After my post of two weeks ago, when I made scones for the first time, you probably guessed what I’d be posting this week.
The morning of the Royal Wedding, I wasn’t going to serve anything other than scones and tea (or hot chocolate where requested). I made the batter for the scones the evening before, and baked them during the pre-wedding festivities on the 29th. And if they look a little well-baked, I can only blame my eagerness to see Kate’s dress for my missing the oven timer when it went off.
I enjoyed every second of the coverage. I sang along with “Guide Me, O Thou Great Jehovah” and I thrilled to the majesty of “Jerusalem”. I held my breath as William struggled to put the ring on Kate’s finger, and I sighed in relief when Prince Philip got through the occasion without a single faux pas. In short, the wedding was perfect.

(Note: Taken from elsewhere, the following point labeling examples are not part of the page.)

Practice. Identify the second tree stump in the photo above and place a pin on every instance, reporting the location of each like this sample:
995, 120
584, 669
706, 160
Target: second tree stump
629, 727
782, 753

My youngest daughter and I got up at a quarter to 5 and watched it throughout. My husband joined us just in time for the ceremony. My oldest daughter only ventured into the room to eat a scone, but spent the day talking to her friends about Kate’s look (thumbs-up), the Queen’s look (pretty great for an 85-year old) and William’s look (no one had any idea what he wore).
The basic scone recipe that I used is here. For our festive breakfast, I made two flavours, based on the ingredients I had on hand. Half of the batch was fashioned into chocolate orange scones, while the rest were white chocolate and ginger.
Take a look at the music I’ve posed the scone beside. It’s from a piano book that’s so old (1947), the music was “God Save the King”. Elizabeth didn’t become queen until six years after the book was published. My dad picked up the music book at a yard sale about 35 years ago and it’s become a family staple.
I hope these scones become a family staple for you!
(adapted from Dorie Greenspan’s Baking: From My Home To Yours)
Make scones as directed here, through to the part where you stir the dough with a fork.
Omit the ¾ cup raisins.
In half the dough, add ¼ cup chocolate chips and the grated rind of one orange. In the other half of the batter, add ¼ cup white chocolate chips and two tablespoons of finely minced candied ginger.
Finish the recipe according to the directions.